Greek Exports to US Hold Steady Despite Trump’s Tariff Escalation


Greek exports to the United States have held firm through the first eight months of 2025, weathering the turbulence created by President Donald Trump’s tariff increases and months of uncertainty over the future of transatlantic trade.

According to a report by the commercial office of the Greek Embassy in Washington, Greek shipments to the American market totaled 1.57 billion euros during that period, essentially unchanged from a year earlier. The report shows a marginal decline of 0.07 percent, a figure that underscores the sector’s resilience amid political volatility and shifting trade rules.
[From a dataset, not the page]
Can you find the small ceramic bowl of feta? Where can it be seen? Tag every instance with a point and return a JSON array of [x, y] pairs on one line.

The stability masks sharp differences inside the export portfolio. Sales of agricultural products dipped, including olives, cheeses, peaches and prepared foods. Kiwis were the only notable exception, benefiting from a continued zero tariff rate.

Those losses, however, were more than offset by a surge in industrial goods, many of which now face significantly higher duties. Aluminum sheets posted strong gains. Shipments of iron pipes used in oil and gas infrastructure multiplied. Exports of aircraft components rose more than expected.
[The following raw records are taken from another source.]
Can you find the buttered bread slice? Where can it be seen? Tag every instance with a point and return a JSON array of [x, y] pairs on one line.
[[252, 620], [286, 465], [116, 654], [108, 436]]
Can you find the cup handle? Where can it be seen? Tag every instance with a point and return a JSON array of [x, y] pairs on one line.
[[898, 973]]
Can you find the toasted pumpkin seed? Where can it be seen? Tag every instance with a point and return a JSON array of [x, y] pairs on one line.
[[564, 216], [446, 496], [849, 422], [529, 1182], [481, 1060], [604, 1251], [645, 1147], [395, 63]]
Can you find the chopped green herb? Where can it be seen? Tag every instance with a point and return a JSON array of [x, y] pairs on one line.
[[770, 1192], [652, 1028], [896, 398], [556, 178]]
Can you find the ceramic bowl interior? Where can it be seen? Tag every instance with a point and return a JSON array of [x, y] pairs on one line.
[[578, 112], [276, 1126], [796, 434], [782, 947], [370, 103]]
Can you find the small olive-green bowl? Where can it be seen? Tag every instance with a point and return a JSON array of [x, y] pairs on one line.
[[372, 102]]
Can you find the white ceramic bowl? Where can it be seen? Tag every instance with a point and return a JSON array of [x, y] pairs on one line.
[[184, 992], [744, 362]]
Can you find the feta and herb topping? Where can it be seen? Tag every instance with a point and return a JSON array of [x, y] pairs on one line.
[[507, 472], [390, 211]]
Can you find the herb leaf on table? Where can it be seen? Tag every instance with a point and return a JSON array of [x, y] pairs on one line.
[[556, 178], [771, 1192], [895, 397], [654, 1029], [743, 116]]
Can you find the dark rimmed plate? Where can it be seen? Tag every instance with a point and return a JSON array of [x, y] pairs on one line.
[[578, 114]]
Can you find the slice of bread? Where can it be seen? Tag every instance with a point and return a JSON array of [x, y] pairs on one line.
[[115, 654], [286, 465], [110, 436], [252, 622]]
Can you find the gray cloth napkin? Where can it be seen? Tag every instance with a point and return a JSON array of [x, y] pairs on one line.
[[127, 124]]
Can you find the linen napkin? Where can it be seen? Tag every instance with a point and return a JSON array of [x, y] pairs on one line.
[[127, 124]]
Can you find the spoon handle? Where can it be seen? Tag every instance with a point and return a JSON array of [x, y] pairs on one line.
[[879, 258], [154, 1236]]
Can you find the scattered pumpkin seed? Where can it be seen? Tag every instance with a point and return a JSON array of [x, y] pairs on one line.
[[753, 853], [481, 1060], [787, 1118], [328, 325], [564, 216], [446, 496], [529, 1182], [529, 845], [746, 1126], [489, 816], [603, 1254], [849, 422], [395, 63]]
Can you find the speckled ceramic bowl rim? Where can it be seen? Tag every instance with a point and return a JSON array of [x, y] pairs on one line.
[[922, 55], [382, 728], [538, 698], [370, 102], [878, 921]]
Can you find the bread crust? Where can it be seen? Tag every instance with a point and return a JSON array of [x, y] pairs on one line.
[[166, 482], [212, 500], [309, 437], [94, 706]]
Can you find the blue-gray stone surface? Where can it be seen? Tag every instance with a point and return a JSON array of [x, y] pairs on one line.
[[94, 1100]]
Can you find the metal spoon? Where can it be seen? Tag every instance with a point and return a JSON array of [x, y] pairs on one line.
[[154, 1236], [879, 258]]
Notably, the steepest increases came in categories subject to a 50 percent tariff, suggesting that large contracts, steady demand and limited global competition helped insulate Greek exporters from the new costs.

The policy backdrop, however, remains unsettled. The United States and the European Union have yet to finalize a comprehensive trade agreement, leaving key provisions unresolved.
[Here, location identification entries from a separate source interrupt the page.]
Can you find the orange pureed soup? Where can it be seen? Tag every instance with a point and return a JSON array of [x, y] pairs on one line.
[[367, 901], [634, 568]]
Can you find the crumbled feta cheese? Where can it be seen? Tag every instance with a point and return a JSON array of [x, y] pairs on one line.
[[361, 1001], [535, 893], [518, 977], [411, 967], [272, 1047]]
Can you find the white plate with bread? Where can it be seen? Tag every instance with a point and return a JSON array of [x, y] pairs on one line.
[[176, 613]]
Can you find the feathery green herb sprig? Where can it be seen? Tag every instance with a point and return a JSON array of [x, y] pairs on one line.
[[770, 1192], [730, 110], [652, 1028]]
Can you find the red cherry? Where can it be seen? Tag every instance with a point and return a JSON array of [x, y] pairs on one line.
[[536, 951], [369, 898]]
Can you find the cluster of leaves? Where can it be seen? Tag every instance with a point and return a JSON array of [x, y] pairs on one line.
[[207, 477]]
The debate resurfaced last weekend in Brussels, where U.S. Trade Representative Jamieson Greer and Commerce Secretary Howard Latnick attended a meeting of EU trade ministers. European officials reiterated concerns about tariff levels that went into effect earlier this year, but the talks produced no commitments from Washington to ease them.

A new baseline duty of 15 percent on most European products, introduced in August, is now the central point of contention. The European Commission is seeking more favorable treatment for hundreds of strategic product categories.

Greece has urged Brussels to prioritize olives, olive oil and wine, which represent significant national exports and bear considerable market risk under the new regime.

Non-tariff issues are also looming. Greece retained its equivalence status for exports of fishery products, a designation that allows its seafood to enter the American market. But a recent report by the National Oceanic and Atmospheric Administration raised concerns over Greece’s protections for sea turtles, issuing a negative certification.

The finding does not affect current trade, largely because Greek fishing vessels do not operate outside the Mediterranean. Still, the warning gives Washington potential grounds to restrict fishery imports in the future.

For now, Greek exporters appear to have adapted. Food shipments have softened but remain durable. Industrial exports are expanding. Whether this balance can withstand the full impact of the new tariff system will become clear in the months ahead.

What is evident is that conditions once thought likely to disrupt trade have so far produced a more stable outcome than many anticipated.